El largo encierro, privados de la cacofonía que envuelve nuestra vida en movimiento, luz y color, nos ha ido llevando a pasar más tiempo del acostumbrado, y seguramente más del conveniente, en un monólogo solitario, un yo digo y yo contesto, que puede ser no sólo tedioso, sino enfermizo.
Uno de estos amaneceres de precautoria soledad, abrí los ojos pero no salí de mi cabeza. Cero imágenes capaces de despertar ilusión, ni siquiera la de una vía neutra hacia el futuro. Todo me pareció estático y gris.
Hice un esfuerzo y reforcé la convicción de que, como dijo Kundera: “La vida está en otra parte”.
Me obligué a recordar la dorada pátina del sol que roza un césped húmedo, el azul dulce como miel de los cielos que despiertan en mi (como en Arthur Koestler) el deseo de dispararme cual flecha al infinito. Y la básica y sencilla dicha de “ser”.
Ese despertar blanco y negro, que podría calificar de crisis, me llevó a recordar que somos una especie que tiene entre sus rasgos la sociabilidad: por eso y para eso tenemos cinco sentidos, antenas que absorben una constante cosecha de sonidos, imágenes, temperaturas, aromas, objetos, para vincularnos a la rica complejidad de lo que existe afuera de nuestra mente.
Existimos en plenitud cuando estamos conectados con otros individuos de nuestra especie, cuando estamos entrelazados con nuestro entorno.

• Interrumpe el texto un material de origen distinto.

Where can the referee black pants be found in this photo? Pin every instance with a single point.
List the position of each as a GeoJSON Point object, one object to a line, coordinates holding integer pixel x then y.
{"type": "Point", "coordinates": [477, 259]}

Hay que estar advertido de la amenaza de los amaneceres grises, porque así como la falta de luz merma en la vegetación la producción de clorofila, la soledad y el encierro también causan en las personas anemia mental y emocional.
Porque es cierto que la vida está allá afuera, esperándonos, con sus complicadas convivencias, con los encontrones malhumorados de los tranques vehiculares y las conversaciones ruidosas que despiertan pensamiento, dicha y sonrisas, sentados unos frente a otros ante una mesa aromática y bien surtida.
Este tiempo gris no es nuestra verdadera vida; es un alto molestoso, irritante por lo extendido, enervante por los peligros que flotan allá afuera, pero no es nuestra verdadera vida.
Esa plenitud de vernos unos a otros e interactuar, esa condición de ser una puntada de color vivo en un gran tapiz donde se teje nuestro barrio, nuestra ciudad, nuestro país y el globo terráqueo entero, es la verdad que nos espera, y es falsa, engañosa, pasajera, la página gris de la forzada tristeza.